The influence of Indian art, heritage and culture on Southeast Asia was recreated in a Bharatanatyam dance performance – dotting the monuments and temples across Cambodia, Indonesia, Thailand and Vietnam – at Singapore’s iconic Victoria Theatre.

Apsaras Arts Dance Company showcased the beauty of temple architecture in the dance on Friday night as part of ‘Azadi Ka Amrit Mahotsav’ celebrations the Indian High Commission here in the run up to India’s 75 years of Independence.

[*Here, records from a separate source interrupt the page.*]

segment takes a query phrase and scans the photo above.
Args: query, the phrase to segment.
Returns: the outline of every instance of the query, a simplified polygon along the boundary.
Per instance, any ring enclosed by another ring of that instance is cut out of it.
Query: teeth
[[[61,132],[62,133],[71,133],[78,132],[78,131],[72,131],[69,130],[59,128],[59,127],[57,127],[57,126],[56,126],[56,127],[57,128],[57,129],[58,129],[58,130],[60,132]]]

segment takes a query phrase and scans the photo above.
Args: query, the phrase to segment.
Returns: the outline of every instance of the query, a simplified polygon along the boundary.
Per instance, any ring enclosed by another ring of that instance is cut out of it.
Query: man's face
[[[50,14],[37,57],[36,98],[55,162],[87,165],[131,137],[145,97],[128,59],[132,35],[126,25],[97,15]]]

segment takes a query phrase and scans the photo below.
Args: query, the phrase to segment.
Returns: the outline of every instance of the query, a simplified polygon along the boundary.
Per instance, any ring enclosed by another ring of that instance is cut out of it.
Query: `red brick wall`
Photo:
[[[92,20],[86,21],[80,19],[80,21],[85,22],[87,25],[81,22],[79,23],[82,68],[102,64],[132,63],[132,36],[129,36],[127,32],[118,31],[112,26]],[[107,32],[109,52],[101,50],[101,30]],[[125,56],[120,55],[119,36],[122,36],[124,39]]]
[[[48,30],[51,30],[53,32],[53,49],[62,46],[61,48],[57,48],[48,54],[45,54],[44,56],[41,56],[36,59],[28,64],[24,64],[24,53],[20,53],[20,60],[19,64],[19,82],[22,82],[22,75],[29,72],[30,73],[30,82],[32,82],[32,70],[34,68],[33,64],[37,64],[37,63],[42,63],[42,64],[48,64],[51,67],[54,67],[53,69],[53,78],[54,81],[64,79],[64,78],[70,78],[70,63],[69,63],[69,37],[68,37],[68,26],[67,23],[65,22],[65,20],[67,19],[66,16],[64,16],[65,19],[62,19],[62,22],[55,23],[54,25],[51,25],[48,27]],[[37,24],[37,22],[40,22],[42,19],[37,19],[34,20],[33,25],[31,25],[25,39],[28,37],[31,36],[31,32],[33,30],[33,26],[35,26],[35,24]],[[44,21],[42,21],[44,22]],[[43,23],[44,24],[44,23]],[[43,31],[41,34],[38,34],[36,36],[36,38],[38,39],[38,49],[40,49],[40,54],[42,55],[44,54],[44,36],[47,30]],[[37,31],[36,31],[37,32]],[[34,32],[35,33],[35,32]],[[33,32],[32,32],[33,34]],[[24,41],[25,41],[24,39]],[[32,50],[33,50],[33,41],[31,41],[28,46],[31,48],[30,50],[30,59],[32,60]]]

Leading some 200 invited guests to the performance, High Commissioner P Kumaran applauded the Singapore-based Indian classical dancers for putting together the performance during the pandemic.
Aravinth Kumarasamy, an award-winning Art Director of Apsaras Arts, elaborated on his group’s dance journey, which includes performances in Europe and Asia, celebrating India’s great and grand monuments – the temples, the architecture of which has spread across Southeast Asia over the centuries.
He highlighted Indonesia’s Borobudur Temple complex, which reflects Indian art.

The Borobudur, a 7th-century Mahayana Buddh temple in Magelang Regency, in Central Java, is the world’s largest Buddh temple complex of nine stacked platforms, six square and three circular, topped a central dome.